You might attempt to avoid citric acid to prevent the reaction from these substances.

The problem in trying to avoid citric acid is that it is extremely commonly used as an ingredient, food additive, and preservative. Therefore, if you discover you're sensitive to it, learning to avoid it can be challenging.

What to do if someone has anaphylaxis

Anaphylaxis is a medical emergency.

What foods to avoid with latex allergy

It can be extremely serious if not treated quickly.

If someone has symptoms of anaphylaxis, you should:

  • Remove any trigger if possible – for example, carefully remove any stinger stuck in the skin.
  • Lie the person below flat – unless they’re unconscious, pregnant or having breathing difficulties.
  • Use an adrenaline auto-injector if the person has one – but make certain you know how to use it correctly first.
  • Call 999 for an ambulance immediately (even if they start to feel better) – mention that you ponder the person has anaphylaxis.
  • Give another injection after 5 to 15 minutes if the symptoms do not improve and a second auto-injector is available.

If you’re having an anaphylactic reaction, you can follow these steps yourself if you feel capable to.

Read about how to treat anaphylaxis for more advice about using auto-injectors and correct positioning.

If you’re having an anaphylactic reaction, you can follow these steps yourself if you feel capable to.

Read about how to treat anaphylaxis for more advice about using auto-injectors and correct positioning.

Sources of Citric Acid May Be the Culprits for Sensitivities

Citric acid derived from natural sources has been used as a food additive for over 100 years.

It is often used to provide a sour or tart flavoring, act as a preservative, or serve as an emulsifier. It is often used in canned and jarred foods to prevent botulism.

Citric acid is found in foods including ice cream, sorbet, caramel, soda, beer, wine, baked goods, processed sweets, and pre-cut pre-packaged fruits and vegetables.

What foods to avoid with latex allergy

It acts as a preservative in these foods and to provide a longer shelf life.

Citric acid in its natural form is extracted from fruits. People who react to fruit-derived citric acid actually are allergic to the fruit, not to citric acid itself.

The acid in citrus fruits can also aggravate acid reflux symptoms and cause some people to experience heartburn.

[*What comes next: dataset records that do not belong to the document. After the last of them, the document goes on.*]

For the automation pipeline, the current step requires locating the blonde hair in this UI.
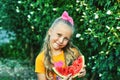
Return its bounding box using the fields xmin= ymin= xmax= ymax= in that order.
xmin=42 ymin=17 xmax=81 ymax=79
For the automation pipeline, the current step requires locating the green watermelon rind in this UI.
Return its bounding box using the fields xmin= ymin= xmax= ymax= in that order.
xmin=52 ymin=55 xmax=85 ymax=78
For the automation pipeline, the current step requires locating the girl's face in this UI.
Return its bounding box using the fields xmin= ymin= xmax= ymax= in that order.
xmin=49 ymin=22 xmax=72 ymax=50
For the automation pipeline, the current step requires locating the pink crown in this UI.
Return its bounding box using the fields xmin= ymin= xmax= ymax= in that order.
xmin=62 ymin=11 xmax=74 ymax=25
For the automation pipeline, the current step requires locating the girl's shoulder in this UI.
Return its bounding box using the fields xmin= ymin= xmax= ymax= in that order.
xmin=71 ymin=48 xmax=82 ymax=57
xmin=36 ymin=51 xmax=44 ymax=60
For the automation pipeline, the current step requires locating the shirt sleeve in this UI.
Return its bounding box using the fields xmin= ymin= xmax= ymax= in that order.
xmin=35 ymin=53 xmax=45 ymax=73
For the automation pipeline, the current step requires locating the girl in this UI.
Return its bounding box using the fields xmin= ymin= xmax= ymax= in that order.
xmin=35 ymin=11 xmax=86 ymax=80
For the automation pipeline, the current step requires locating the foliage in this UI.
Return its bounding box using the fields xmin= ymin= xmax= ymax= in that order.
xmin=0 ymin=0 xmax=120 ymax=80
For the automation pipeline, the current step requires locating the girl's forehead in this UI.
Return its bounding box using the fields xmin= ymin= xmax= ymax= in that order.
xmin=53 ymin=23 xmax=72 ymax=36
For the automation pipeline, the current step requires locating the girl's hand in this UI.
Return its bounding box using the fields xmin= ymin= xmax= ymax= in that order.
xmin=78 ymin=65 xmax=86 ymax=78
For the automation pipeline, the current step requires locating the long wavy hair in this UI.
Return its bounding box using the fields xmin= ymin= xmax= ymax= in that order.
xmin=42 ymin=17 xmax=80 ymax=80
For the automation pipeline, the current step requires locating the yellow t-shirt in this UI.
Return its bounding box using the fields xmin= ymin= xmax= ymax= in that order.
xmin=35 ymin=49 xmax=80 ymax=80
xmin=35 ymin=51 xmax=65 ymax=80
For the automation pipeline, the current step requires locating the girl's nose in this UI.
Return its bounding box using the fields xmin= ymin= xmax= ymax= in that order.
xmin=59 ymin=37 xmax=64 ymax=43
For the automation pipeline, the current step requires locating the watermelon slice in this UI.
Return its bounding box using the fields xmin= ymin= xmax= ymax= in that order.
xmin=53 ymin=56 xmax=85 ymax=78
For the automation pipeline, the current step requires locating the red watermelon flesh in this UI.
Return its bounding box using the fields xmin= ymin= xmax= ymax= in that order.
xmin=53 ymin=56 xmax=85 ymax=78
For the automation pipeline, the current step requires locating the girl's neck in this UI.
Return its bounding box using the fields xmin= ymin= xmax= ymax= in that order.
xmin=52 ymin=49 xmax=63 ymax=56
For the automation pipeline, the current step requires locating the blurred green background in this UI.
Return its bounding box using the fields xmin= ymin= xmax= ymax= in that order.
xmin=0 ymin=0 xmax=120 ymax=80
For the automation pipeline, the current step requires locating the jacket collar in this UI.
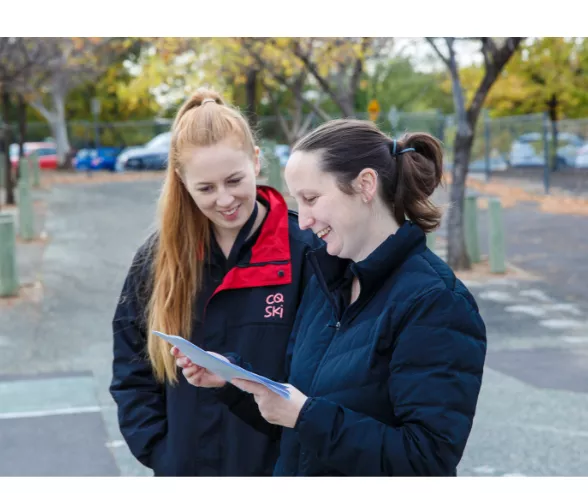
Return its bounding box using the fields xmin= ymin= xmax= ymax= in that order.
xmin=309 ymin=221 xmax=426 ymax=297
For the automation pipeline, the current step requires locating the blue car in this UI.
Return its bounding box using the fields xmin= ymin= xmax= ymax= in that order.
xmin=73 ymin=147 xmax=122 ymax=171
xmin=116 ymin=132 xmax=171 ymax=171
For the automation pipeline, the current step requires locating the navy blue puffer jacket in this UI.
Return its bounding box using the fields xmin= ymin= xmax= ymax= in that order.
xmin=220 ymin=222 xmax=486 ymax=476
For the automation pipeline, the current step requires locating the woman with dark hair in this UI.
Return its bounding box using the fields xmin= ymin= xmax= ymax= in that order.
xmin=177 ymin=120 xmax=486 ymax=476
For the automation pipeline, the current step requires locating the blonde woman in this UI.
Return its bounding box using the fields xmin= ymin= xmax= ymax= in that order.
xmin=110 ymin=90 xmax=319 ymax=476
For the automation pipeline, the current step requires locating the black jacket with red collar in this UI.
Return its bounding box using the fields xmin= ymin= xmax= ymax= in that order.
xmin=110 ymin=187 xmax=320 ymax=476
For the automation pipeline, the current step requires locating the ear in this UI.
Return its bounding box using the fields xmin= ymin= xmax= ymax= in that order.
xmin=354 ymin=168 xmax=378 ymax=203
xmin=253 ymin=146 xmax=261 ymax=176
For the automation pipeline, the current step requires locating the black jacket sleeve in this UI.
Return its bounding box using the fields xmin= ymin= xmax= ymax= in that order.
xmin=295 ymin=289 xmax=486 ymax=476
xmin=110 ymin=240 xmax=167 ymax=469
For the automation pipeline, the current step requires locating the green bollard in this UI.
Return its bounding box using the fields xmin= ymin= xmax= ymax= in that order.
xmin=427 ymin=231 xmax=437 ymax=252
xmin=0 ymin=213 xmax=19 ymax=297
xmin=29 ymin=152 xmax=41 ymax=188
xmin=18 ymin=179 xmax=35 ymax=241
xmin=18 ymin=157 xmax=31 ymax=186
xmin=488 ymin=197 xmax=506 ymax=274
xmin=463 ymin=195 xmax=480 ymax=264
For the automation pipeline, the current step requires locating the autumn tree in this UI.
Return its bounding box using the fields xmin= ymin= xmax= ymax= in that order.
xmin=426 ymin=38 xmax=524 ymax=269
xmin=23 ymin=38 xmax=137 ymax=166
xmin=0 ymin=38 xmax=56 ymax=204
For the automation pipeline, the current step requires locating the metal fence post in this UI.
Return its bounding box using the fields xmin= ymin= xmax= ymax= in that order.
xmin=18 ymin=163 xmax=35 ymax=241
xmin=464 ymin=194 xmax=480 ymax=264
xmin=0 ymin=213 xmax=19 ymax=297
xmin=543 ymin=112 xmax=549 ymax=194
xmin=484 ymin=110 xmax=490 ymax=182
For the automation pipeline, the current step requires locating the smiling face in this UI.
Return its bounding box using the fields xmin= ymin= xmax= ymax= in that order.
xmin=179 ymin=141 xmax=260 ymax=235
xmin=285 ymin=151 xmax=371 ymax=261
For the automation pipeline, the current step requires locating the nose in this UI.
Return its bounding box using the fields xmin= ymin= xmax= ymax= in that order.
xmin=298 ymin=207 xmax=314 ymax=230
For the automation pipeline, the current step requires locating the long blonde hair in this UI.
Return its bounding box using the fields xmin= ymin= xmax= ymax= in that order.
xmin=147 ymin=89 xmax=255 ymax=383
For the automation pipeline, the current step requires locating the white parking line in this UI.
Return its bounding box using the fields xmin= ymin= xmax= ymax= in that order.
xmin=0 ymin=406 xmax=102 ymax=419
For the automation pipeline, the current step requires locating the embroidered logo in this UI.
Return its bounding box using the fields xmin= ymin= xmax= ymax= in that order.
xmin=263 ymin=293 xmax=284 ymax=318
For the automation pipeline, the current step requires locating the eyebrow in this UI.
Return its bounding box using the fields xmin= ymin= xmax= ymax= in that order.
xmin=196 ymin=171 xmax=243 ymax=187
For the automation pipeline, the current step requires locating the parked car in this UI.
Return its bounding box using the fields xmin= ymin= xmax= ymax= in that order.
xmin=574 ymin=144 xmax=588 ymax=168
xmin=9 ymin=142 xmax=57 ymax=169
xmin=510 ymin=132 xmax=584 ymax=167
xmin=73 ymin=147 xmax=121 ymax=171
xmin=115 ymin=132 xmax=171 ymax=171
xmin=443 ymin=149 xmax=508 ymax=173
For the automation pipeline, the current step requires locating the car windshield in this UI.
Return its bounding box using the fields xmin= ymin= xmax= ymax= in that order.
xmin=145 ymin=132 xmax=171 ymax=148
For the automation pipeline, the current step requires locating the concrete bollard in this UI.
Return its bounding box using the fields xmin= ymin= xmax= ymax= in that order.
xmin=463 ymin=195 xmax=480 ymax=264
xmin=29 ymin=152 xmax=41 ymax=188
xmin=18 ymin=157 xmax=31 ymax=187
xmin=18 ymin=179 xmax=35 ymax=241
xmin=0 ymin=213 xmax=19 ymax=297
xmin=488 ymin=197 xmax=506 ymax=274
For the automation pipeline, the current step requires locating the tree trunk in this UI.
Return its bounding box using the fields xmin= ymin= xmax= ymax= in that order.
xmin=245 ymin=68 xmax=259 ymax=128
xmin=2 ymin=90 xmax=16 ymax=205
xmin=16 ymin=94 xmax=27 ymax=183
xmin=447 ymin=129 xmax=474 ymax=270
xmin=31 ymin=87 xmax=71 ymax=168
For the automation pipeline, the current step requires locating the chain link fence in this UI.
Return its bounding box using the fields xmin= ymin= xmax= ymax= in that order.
xmin=8 ymin=109 xmax=588 ymax=191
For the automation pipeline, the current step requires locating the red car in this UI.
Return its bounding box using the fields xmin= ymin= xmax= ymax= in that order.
xmin=10 ymin=142 xmax=57 ymax=169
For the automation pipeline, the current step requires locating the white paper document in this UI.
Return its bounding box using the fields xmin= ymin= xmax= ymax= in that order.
xmin=153 ymin=330 xmax=290 ymax=399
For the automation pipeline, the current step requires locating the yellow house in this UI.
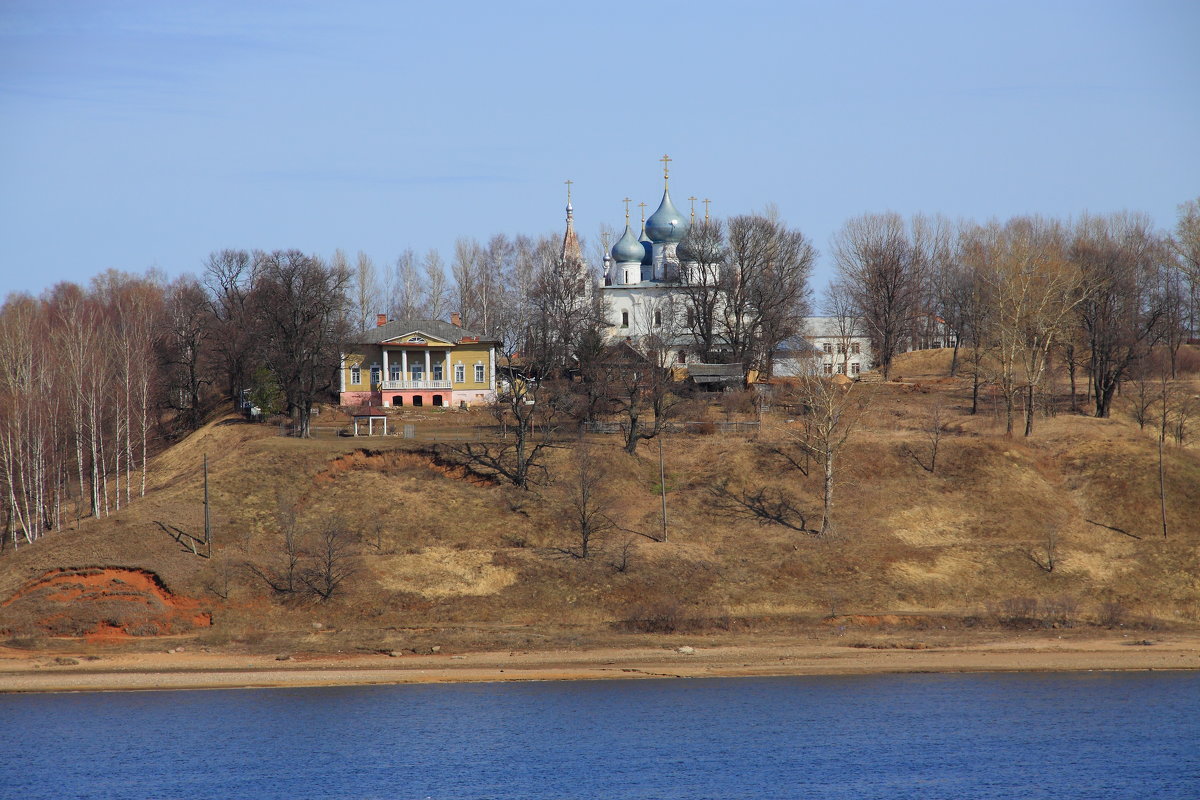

Citric acid is also synthetically produced using a type of mold called Aspergillus niger, a safe strain of black mold. It is much cheaper to produce it this way than to use the natural version.

In the manufacturing process, the mold culture is fed sugar solutions, which are often derived from corn.

What foods to avoid with latex allergy

This is often the source of citric acid used as a food additive in many processed foods.

It's not unusual to own an allergy or a sensitivity to mold or corn, and in fact, numerous people who react to foods containing citric acid may actually be allergic to the mold or the corn used to produce the acid.